A Durban, les négociateurs des pays industrialisés sont en train d’achever leur travail : aujourd’hui seuls les pays européens soutiennent une deuxième période d’engagement sous le Protocole de Kyoto permettant de sauver au moins symboliquement ce dernier. Mais, la voie d’un accord unique [1] placé sous la Convention et intégrant toutes les « économies majeures » s’impose de plus en plus. Ainsi, l’Union européenne, fort soutien de la voie du Protocole de Kyoto, change de cap et conditionne aujourd’hui ses engagements pour la deuxième période du Protocole de Kyoto à l’ouverture d’une nouvelle feuille de route en vue d’un nouvel accord effectif en 2020 concernant l’ensemble des « économies majeures ». La logique est imparable : d’un côté, les négociateurs vident le Protocole de Kyoto de sa substance et de l’autre ils avancent vers un nouveau mandat de négociation pour un accord beaucoup plus large abandonnant le principe de « responsabilité partagée mais différenciée » et le caractère contraignant du Protocole de Kyoto !
Parallèlement les mécanismes de flexibilité, permettant aux pays industrialisés de réduire domestiquement leur engagement en matière de réduction de GES (Gaz à effet de Serre), sont quant à eux étendus, notamment à l’agriculture, et pour certains intégrés désormais au texte de la Convention. Sans surprise, la priorité est aujourd’hui au renforcement des mécanismes de flexibilité et à l’extension des marchés carbone alors que les engagements de réduction des émissions de GES sont de plus en plus dérisoires au regard des recommandations scientifiques (réduction de 25 à 40%d’ici 2020).
Quant à la création du Fonds vert pour le Climat (FVC) visant à financer l’adaptation et l’atténuation des changements climatiques dans les pays du Sud, les sources d’approvisionnement sont toujours inconnues. En revanche, ils négocient déjà l’intégration d’un dispositif permettant aux entreprises transnationales d’accéder directement aux financements de ce fonds sans aucune consultation des gouvernements au préalable, et encore moins des populations locales. Face à cette nouvelle offensive, 163 organisations de 39 pays ont publié une lettre dénonçant cette tentative visant à détourner le Fonds Vert pour le Climat (FVC) en « Greedy Corporate Fund » (lettre à télécharger en cliquant ici). Plusieurs d’entre elles - dont l’Aitec et Attac-France- se sont retrouvées au Speaker Corner (seul lieu autorisé pour les manifestations situé en face du Centre International de Conférence – ICC) – pour manifester contre cette nouvelle offensive (une vidéo de l’action est disponible en cliquant ici).
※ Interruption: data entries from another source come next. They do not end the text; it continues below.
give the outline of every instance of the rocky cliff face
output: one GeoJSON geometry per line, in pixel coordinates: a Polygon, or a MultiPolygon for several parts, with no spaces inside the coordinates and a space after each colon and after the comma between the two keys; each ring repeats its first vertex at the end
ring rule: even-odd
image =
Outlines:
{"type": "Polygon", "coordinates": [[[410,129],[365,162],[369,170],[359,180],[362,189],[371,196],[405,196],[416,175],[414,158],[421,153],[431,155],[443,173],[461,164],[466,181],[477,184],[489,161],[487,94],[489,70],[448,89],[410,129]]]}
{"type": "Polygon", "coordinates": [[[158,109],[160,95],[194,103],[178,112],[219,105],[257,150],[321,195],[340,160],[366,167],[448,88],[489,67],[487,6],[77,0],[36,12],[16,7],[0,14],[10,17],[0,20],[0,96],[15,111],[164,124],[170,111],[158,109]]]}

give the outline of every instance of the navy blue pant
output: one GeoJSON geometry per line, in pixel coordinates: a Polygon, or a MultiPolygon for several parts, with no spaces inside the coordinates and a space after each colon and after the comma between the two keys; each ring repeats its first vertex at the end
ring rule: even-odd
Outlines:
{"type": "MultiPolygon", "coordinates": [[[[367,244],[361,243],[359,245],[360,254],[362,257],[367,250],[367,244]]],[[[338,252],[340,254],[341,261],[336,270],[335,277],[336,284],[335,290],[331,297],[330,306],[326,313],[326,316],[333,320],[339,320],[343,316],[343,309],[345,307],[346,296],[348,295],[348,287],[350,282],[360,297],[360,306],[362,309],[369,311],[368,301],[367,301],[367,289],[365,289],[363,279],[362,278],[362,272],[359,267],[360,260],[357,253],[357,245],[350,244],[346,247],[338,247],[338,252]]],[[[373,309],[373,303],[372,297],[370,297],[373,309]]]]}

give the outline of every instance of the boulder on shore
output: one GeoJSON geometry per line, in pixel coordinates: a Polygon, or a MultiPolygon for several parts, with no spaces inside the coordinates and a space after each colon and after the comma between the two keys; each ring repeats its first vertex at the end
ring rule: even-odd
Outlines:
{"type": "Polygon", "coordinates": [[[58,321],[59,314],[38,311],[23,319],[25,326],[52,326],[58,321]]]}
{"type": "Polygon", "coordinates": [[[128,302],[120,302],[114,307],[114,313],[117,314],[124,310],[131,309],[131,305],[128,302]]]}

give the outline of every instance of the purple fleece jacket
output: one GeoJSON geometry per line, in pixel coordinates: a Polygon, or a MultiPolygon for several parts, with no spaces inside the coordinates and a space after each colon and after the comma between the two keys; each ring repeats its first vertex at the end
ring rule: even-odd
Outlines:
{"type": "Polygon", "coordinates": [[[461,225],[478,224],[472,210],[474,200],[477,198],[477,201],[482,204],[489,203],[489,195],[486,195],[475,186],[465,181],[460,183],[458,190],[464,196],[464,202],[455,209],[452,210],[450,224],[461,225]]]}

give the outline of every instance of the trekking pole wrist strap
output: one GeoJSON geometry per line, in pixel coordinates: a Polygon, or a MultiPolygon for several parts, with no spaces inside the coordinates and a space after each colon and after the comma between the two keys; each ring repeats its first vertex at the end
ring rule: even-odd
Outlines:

Face à l’irresponsabilité de nos États dont l’objectif se résume à négocier à la baisse leurs engagements afin de ne pas heurter leurs intérêts ou plutôt ceux de leurs multinationales, c’est bien du côté des mouvements sociaux et environnementaux pour la justice climatique que se trouve l’espoir.
Se sont ainsi des centaines de personnes qui affluent chaque jour au « Peoples space » mis en place par le Comité de la société civile sud-africaine, C17, pour refuser les fausses solutions et discuter de véritables alternatives pour des sociétés socialement justes et écologiquement durables.
Étudiants, paysans, organisations de récupérateurs de déchets, peuples indigènes et affectés environnementaux, communautés rurales de femmes, syndicats, etc, tous se retrouvent autour d’ateliers pour échanger sur les alternatives en cours et à construire. Un programme riche où se discutent les initiatives du local au global sur : le recyclage, le développement d’énergies renouvelables, le rôle des pêcheurs traditionnels ou des communautés rurales de femmes ici et ailleurs, les luttes pour l’accès à l’eau, les droits des réfugiés climatiques, la souveraineté alimentaire et l’importance de l’agriculture familiale, les droits de la nature comme nouveau paradigme, la mise en oeuvre d’un tribunal pour la justice environnementale, la campagne lancée en Afrique du Sud « One Million Climate Jobs » pour une transition juste vers une économie sobre en carbone qui combatte chômage et changement climatique, etc. Des « toxic tours » sont régulièrement organisés pour aller à la rencontre des populations locales qui subissent de plein fouet les pollutions des mines de charbon et autres situées dans les quartiers populaires de la ville.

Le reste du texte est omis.